Posted: Tue Jan 23, 2007 10:51 am
by CoderGoblin
The problem... /site/About in English = site/ÜberUns in German as a website page (Ok may not be a good translation but will serve for now). When a person clicks on a link the status bar shows the information correctly (http://www.website.de/ÜberUns). When the page loads shows"http://www.website.de/%C3%9CberUns" as the url. Can I set the url to show nicely somehow ? Is this a browser thing (client) or can I do something (i.e. with headers or something) so the browser shows the url as expected. At present I am testing with Firefox.

The background : Using ZendFramework 0.7 we set the routing, by default to english. The site has the possibility for additional languages. When changing languages a different routing is used (to reflect the current language). This language translation may contain characters other than the standard A-Z etc. At present everything works fine, the url is correctly processed but the url does not look nice for the user. We also have a future requirement for Polish.

Hopefully you can understand what I am asking...

EDIT: My current understanding is this is not possible, but if it is I would like to know how. At the moment it would be up to the translators to use UeberUns instead of ÜberUns.

Posted: Tue Jan 23, 2007 1:17 pm
by Kieran Huggins
Unfortunately, you are correct - it's not possible to have Unicode characters in a URL.

You can use mb_convert_encoding() to translate your Unicode URL to a URL-safe string for the link.

Posted: Wed Jan 24, 2007 4:13 pm
by Ambush Commander
No, you can have Unicode characters in your URL. They just won't pretty (they'll be the percent-encoded things you've seen)
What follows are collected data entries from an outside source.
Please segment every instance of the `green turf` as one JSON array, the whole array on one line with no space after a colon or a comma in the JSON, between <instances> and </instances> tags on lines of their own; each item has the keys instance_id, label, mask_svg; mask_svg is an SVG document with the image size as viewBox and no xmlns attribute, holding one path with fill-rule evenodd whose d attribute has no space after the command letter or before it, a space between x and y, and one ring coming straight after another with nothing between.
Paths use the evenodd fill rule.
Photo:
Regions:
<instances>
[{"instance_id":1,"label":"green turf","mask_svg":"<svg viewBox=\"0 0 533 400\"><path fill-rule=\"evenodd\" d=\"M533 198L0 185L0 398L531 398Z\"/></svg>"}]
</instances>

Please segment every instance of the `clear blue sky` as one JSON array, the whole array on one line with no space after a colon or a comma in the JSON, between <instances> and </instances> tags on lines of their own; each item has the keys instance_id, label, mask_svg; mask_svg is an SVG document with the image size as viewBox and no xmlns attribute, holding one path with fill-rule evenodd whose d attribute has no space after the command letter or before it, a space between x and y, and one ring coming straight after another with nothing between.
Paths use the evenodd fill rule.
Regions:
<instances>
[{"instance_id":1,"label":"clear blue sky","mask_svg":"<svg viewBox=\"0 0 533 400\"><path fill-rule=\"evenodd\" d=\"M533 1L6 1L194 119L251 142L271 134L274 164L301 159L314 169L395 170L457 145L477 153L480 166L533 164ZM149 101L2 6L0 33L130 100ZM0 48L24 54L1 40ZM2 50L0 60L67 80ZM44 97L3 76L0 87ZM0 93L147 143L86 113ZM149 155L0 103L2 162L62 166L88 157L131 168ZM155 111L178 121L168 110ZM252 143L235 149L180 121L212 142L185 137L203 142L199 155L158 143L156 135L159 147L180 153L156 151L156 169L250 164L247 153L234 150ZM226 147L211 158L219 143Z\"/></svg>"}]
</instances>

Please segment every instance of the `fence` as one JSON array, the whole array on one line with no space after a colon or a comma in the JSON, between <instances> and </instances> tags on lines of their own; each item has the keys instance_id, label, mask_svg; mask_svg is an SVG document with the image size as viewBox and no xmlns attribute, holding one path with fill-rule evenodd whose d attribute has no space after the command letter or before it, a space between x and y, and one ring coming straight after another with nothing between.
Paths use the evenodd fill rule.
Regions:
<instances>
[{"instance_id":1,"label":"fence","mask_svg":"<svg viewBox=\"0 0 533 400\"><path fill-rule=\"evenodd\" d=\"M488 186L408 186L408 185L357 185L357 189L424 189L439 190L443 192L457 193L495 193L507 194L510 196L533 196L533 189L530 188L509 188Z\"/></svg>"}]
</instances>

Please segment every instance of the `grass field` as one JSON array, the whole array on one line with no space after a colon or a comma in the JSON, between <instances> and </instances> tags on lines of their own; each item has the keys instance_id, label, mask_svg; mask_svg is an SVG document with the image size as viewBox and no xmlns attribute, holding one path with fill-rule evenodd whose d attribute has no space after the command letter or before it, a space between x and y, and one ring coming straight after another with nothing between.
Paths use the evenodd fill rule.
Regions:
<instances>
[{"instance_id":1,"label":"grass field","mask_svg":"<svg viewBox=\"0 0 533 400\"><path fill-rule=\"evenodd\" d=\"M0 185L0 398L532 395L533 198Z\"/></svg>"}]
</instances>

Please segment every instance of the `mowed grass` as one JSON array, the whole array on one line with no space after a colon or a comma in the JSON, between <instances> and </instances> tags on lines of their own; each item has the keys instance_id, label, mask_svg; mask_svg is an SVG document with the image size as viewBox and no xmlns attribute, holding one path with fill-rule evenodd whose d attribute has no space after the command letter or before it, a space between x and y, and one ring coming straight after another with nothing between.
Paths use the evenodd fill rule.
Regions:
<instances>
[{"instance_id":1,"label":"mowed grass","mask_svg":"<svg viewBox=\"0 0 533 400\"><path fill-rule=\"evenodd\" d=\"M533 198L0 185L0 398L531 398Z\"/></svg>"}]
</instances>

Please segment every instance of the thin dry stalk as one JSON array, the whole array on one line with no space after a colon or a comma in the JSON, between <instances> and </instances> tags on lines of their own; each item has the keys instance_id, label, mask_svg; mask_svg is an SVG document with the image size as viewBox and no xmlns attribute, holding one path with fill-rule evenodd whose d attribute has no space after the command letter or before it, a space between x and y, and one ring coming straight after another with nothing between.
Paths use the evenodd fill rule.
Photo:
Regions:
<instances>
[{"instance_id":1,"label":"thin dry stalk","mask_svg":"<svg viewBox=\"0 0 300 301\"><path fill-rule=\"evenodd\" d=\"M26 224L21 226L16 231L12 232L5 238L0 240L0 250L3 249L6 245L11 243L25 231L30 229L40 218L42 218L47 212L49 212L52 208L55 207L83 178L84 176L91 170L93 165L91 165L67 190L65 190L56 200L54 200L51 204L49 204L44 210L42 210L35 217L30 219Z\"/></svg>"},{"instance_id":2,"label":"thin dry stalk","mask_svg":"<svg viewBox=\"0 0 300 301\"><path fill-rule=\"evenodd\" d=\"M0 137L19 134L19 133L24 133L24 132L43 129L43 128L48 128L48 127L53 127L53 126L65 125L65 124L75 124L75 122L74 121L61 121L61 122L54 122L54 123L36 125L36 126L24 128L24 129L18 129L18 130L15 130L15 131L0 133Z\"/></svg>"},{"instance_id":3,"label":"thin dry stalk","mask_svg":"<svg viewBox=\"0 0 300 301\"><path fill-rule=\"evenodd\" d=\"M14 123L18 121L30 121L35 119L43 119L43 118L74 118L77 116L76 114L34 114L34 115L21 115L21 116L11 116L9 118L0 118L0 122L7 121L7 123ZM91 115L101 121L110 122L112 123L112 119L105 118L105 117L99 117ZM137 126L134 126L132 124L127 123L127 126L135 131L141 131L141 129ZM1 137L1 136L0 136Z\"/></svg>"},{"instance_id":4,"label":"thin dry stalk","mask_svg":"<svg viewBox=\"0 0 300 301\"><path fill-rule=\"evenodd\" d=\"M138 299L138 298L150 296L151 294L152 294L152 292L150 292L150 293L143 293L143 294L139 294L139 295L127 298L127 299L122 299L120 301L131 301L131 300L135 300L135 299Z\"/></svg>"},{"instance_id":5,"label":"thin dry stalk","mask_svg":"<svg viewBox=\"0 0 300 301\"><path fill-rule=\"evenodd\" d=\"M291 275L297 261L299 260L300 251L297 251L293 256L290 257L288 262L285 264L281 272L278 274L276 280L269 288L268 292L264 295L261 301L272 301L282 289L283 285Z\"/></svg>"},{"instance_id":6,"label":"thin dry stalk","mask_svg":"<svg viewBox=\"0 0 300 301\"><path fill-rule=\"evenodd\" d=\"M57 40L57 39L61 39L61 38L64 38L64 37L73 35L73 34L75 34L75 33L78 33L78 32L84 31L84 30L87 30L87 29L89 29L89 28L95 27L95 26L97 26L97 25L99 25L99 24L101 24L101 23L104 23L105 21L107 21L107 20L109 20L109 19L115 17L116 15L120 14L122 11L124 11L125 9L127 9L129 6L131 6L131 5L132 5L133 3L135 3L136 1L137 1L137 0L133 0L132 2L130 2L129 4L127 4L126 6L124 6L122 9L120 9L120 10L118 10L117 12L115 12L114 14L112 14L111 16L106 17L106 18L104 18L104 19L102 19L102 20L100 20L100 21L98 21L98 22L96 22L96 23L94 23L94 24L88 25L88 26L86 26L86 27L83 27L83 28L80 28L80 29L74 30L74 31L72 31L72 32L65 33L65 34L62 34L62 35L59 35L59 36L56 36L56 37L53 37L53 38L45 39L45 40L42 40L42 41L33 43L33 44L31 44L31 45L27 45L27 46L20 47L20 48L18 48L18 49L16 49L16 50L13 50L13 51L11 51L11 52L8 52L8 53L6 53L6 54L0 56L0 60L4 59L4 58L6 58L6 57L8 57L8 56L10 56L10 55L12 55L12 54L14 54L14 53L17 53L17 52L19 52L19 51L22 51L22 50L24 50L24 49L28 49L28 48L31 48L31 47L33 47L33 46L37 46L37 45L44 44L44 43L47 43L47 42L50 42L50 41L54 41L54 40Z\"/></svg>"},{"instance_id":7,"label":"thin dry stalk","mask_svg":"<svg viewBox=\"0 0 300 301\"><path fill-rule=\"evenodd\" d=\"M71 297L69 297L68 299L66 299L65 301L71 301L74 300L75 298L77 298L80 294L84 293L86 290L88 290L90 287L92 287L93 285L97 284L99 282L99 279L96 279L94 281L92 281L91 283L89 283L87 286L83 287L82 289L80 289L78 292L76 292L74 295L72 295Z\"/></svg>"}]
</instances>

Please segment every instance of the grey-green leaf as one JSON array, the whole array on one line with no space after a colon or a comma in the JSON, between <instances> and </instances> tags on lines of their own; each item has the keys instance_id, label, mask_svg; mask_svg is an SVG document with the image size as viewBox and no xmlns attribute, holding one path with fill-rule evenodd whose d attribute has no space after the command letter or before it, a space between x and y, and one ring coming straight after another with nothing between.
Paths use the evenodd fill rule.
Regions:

Posted: Wed Jan 24, 2007 6:07 pm
by Kieran Huggins
Ambush Commander wrote:No, you can have Unicode characters in your URL. They just won't pretty (they'll be the percent-encoded things you've seen)
Sorry, yes - AC is correct. You "can" have unicode characters in a url, but they will be escaped.

You can use mb_convert_encoding() to translate your Unicode URL to a easy to read string for the link.

Posted: Wed Jan 24, 2007 10:46 pm
by feyd

Posted: Wed Jan 24, 2007 10:49 pm
by Ambush Commander
Hmm... I'd say punycode is kind of ugly too, and is designed for domain names. For readability, I think I would go with transliterated URIs. However, Wikipedia doesn't seem to mind oodles of percent encoded URIs all over the place.

Posted: Thu Jan 25, 2007 2:38 am
by CoderGoblin
Kieran Huggins wrote:You can use mb_convert_encoding() to translate your Unicode URL to a easy to read string for the link.
Thanks for everybodies replies. As stated originally, I thought this was the case. The actual link already shows correctly (in the status bar) without using mb_convert_encoding. I guess it is up to the translators. After all, the URL display is not a major thing, Most sites I know still retain the default language url name, despite the language you set the thing to.